What might the project benefits be?   These will vary from project to project and from industry to industry, but examples might include either profit-enhancing benefits, such as reduced customer churn or improved pricing ability, or cost reductions such as fewer misplaced deliveries due to improved data quality, or better procurement margins to due to improved understanding of supplier spend.  In order to articulate these you need to find a business sponsor, preferably one who has a problem related to poor information.  Trust me; you should not have to look too far in a big company for one of these. 

Having a business case that is properly set out will act as a safety net when project reviews happen, and reduce the chances of a project being cancelled when the knives come out. 
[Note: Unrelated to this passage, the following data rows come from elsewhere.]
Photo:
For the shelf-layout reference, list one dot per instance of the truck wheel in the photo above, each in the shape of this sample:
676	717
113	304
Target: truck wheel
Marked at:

The second thing that can help your project is to deliver something tangible early.  Traditional waterfall methodologies, often used by large systems integrators, are not always well suited to data warehouse projects, where requirements are often rather loose.  The average data warehouse project takes 16 months to deliver according to TDWI, and that is a long time in this turbulent world when management has its budgets adjusted and people are looking for projects to cut.  If your project can deliver something meaningful quickly i.e. a piece of the overall problem, then your project sponsor has a lot better chance of defending the project.  If all the review committee can see is costs then things will be harder.  Many real projects I have been involved with have been killed in this way.
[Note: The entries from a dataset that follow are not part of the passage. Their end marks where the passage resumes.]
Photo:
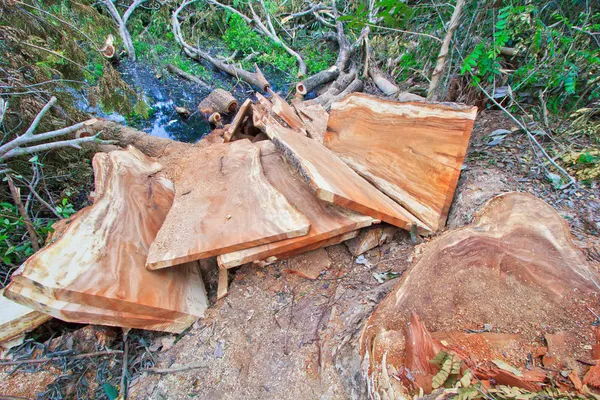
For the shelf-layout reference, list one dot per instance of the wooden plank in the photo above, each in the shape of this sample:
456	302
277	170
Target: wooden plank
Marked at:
313	246
326	220
72	312
16	319
335	182
413	152
225	205
237	121
314	117
223	286
99	260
One way to improve your odds of delivering something quickly is to use a data warehouse package, where at least some of the functionality is already pre-built for you.  Packages may or may not be cheaper than custom-build, but they should be quicker.  If you can pick off a chunk of the project and deliver reports back to the sponsor that add value early on then the project is much more likely to survive than one that is still delivering a grand enterprise logical data model. These days there are several packaged or semi-packaged alternatives to custom build.  A good overview of the packaged data warehouse market was done this year by Bloor and can be downloaded for free here.  

By developing a robust business case and by delivering benefits iteratively your project greatly improves its chances of survival.  When the budget sharks come circling, it is nice to have a life raft.